Behavior of the Templet program can be investigated in more detail by means of problem-oriented debugger. The mapping algorithm can add code to provide information to the debugger. The performance prediction of a parallel program is also possible. Discrete event simulation library can easily replace standard execution mechanism for the performance analysis.

The markup language is a mean of skeleton programming and code reuse [ 15, 16 ]. One can design a universal skeleton for programs with similar control flow and adapt it to specific applications. The adaptation is made by changing C++ code of message variables and handlers. This technique is useful for programming multi-core and many-core systems [ 17, 18 ].

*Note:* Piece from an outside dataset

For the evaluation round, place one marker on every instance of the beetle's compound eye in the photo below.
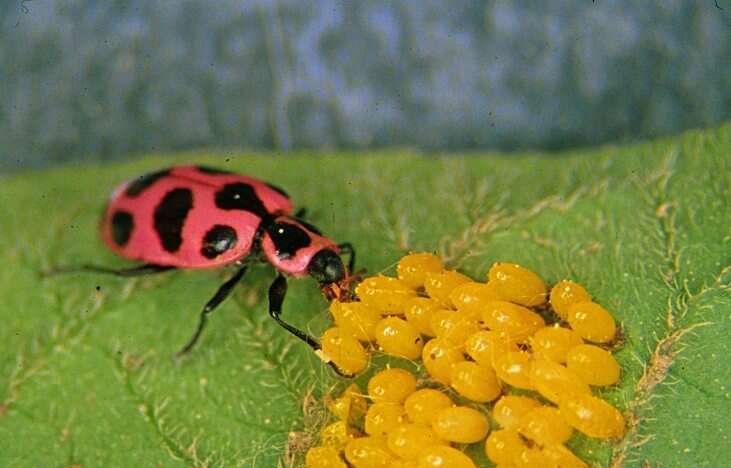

The markup language defines concurrent execution with sequential code. A number of well-known [ 19,2 0 ] and experimental [ 21, 22 ] tools for defining iterative or recursive parallelism are based on markup. We adopted the same method for an actor model of parallel execution.

The DSL language can be applied to different general-purpose programming languages. It is compatible with a number of modern industrial process control software development technologies [ 23, 24 ]. 7

Our research shows a practical interest of the DSL-based approach for parallel actororiented programming. We got a fully working but relatively compact implementation of the actor language. This implementation had been deployed online as a part of the web service TempletWeb (http://template.ssau.ru/templet).

The research was supported by the Ministry of Education and Science of the Russian Federation within the framework of the Program designed to increase the competitiveness of Samara National Research University among the world's leading scientific and educational centers over the period from 2013 till 2020. This work was partially supported by the RFBR grant 15-08-05934 A.